This blog was created to help those better deal with issues plaguing them and to achieve an overall better state of mind. What better way to do that than to share stories? The hardest part of overcoming obstacles is thinking that you’re all alone, and hopefully these stories of a road to recovery will help you realize that others are going through the same things you are, and that there’s always a light at the end of the tunnel. Here’s Spencer’s about her steps towards recovery :
“I started cutting back in 8th grade (at age 13), right after my grandpa died. My whole family kind of fell apart at that point, which was really hard to deal with because we used to be really close. Everything was changing and there was so much negativity everywhere. I really had no one to talk to about anything. Middle school is a hard time to begin with, and on top of that, I felt like there wasn’t anything good in my life at that point. This eventually led to addictions in other areas like drinking, not eating, smoking a lot, and insomnia.
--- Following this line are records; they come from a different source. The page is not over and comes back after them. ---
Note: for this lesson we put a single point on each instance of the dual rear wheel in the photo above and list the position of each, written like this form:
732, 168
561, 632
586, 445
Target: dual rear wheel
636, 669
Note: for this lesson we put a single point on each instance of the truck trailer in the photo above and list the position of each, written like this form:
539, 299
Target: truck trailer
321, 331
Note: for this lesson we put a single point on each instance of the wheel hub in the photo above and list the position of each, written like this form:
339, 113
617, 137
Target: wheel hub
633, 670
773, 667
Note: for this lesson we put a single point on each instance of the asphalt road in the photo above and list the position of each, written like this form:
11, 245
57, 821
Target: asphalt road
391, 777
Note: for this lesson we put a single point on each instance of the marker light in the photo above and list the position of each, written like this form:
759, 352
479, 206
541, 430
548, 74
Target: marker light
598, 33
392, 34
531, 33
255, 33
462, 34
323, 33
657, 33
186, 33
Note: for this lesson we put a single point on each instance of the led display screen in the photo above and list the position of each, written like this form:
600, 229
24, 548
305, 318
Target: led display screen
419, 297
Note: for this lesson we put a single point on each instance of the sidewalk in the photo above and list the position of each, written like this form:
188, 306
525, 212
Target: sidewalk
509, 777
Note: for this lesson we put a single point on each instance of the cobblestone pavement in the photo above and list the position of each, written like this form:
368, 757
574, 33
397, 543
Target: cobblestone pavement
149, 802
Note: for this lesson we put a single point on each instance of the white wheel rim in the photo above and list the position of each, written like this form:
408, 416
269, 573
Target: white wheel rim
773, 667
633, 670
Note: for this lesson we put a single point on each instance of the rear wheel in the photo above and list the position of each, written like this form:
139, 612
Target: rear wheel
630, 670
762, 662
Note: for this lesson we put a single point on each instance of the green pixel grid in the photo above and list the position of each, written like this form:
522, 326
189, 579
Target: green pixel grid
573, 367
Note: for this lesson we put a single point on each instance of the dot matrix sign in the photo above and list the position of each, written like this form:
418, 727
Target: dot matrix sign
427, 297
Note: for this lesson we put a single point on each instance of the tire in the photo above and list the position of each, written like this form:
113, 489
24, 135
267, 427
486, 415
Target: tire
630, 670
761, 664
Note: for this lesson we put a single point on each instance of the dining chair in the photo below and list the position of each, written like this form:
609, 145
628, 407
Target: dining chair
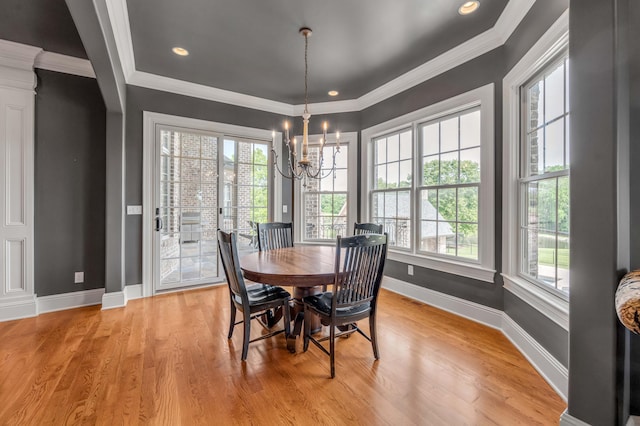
367, 228
274, 235
359, 265
254, 300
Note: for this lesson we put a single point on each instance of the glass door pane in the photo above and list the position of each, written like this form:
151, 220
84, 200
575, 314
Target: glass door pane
246, 189
188, 209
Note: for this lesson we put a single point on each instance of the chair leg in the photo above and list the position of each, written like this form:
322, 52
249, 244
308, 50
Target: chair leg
372, 332
332, 347
247, 334
233, 320
307, 329
286, 313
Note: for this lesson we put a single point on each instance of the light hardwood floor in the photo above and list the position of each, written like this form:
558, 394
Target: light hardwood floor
166, 360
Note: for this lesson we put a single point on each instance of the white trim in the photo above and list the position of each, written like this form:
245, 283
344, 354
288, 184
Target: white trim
116, 299
556, 374
65, 64
76, 299
16, 65
484, 97
153, 81
349, 139
567, 419
119, 18
553, 307
553, 41
469, 270
150, 121
511, 16
549, 368
132, 292
474, 311
18, 308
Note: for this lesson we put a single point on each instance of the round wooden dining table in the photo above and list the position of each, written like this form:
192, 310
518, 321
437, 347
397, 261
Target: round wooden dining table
305, 268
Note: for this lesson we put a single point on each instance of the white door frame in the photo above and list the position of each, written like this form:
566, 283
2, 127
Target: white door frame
17, 105
150, 121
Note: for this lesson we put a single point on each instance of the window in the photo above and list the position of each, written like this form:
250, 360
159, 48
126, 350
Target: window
544, 178
535, 237
325, 210
430, 183
450, 185
391, 195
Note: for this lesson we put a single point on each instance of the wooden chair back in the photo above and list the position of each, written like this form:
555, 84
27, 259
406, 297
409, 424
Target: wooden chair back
274, 235
359, 268
367, 228
229, 254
“Middle school is a time when people constantly try and make you feel bad about yourself, especially if you’re a girl. I was constantly seeing all of this imagery of girls that were considered to be thinner and prettier than me. Everyone wanted to date them. I was just me. Then of course the constant fear of social networking. There are a fair share of “keyboard warriors” in my town the love to just make people feel terrible about themselves and their images online. It was rough. Media also factors into what can trigger me now. Some sites glorify cutting, self harm, anorexia, depression, etc. If I ever come across a picture of self harm, it makes me want to do it, especially if I’m already in an off mood. It needs to stop being glorified online.
“I starting getting professional help last year. During my freshman year of college, my self-harm got really bad to the point where I was basically suicidal all the time. I had a close call and decided that I needed help. I started seeing a counselor who really helped me a lot. I went to her twice a week and she’s what ultimately helped me tell my parents about the ordeal. It was like a huge weight had been lifted off of my shoulders. She gave me new ways to cope, one of them being trying a new hobby. I decided to take up skateboarding and to teach myself how to skate, so all my energy went into that. It gave me a skill I can use when I want to just get my mind off things. Her help was probably the biggest thing that factored into me staying clean. She also put me on medication to help my depression which has helped take the edge off a lot.
“I’ve been clean for about two years now. It feels so surreal but I’m happy about it. I have a lot of days when it’s hard to cope with and when I just want to go back to it but I just try and find other ways to occupy my mind. Venting to friends helped me the most. I think that keeping it bottled up for so long was ultimately the worst thing I could do. I also made a promise to myself that once I got the tattoo I wanted, I had to stop–which I did. The tattoo actually covers a giant scar from cutting so thinking about it makes me not want to cut as much. It’s an everyday struggle because self-harm in any aspect, is a form of an addiction. It’s never going to fully go away, but it is a lot easier to manage and it took a lot of work for me to get to this stage.
“For those who are struggling with depression or self-harm, I would say don’t wait too long to get help. Surround yourself with people who don’t suck the life from you. Learn self discipline. Learn to respect yourself. Find ways to get your mind off of or stay away from triggers. don’t keep things bottled up.”
*My friend wished to have her name changed to avoid identification. “Spencer” is an alias.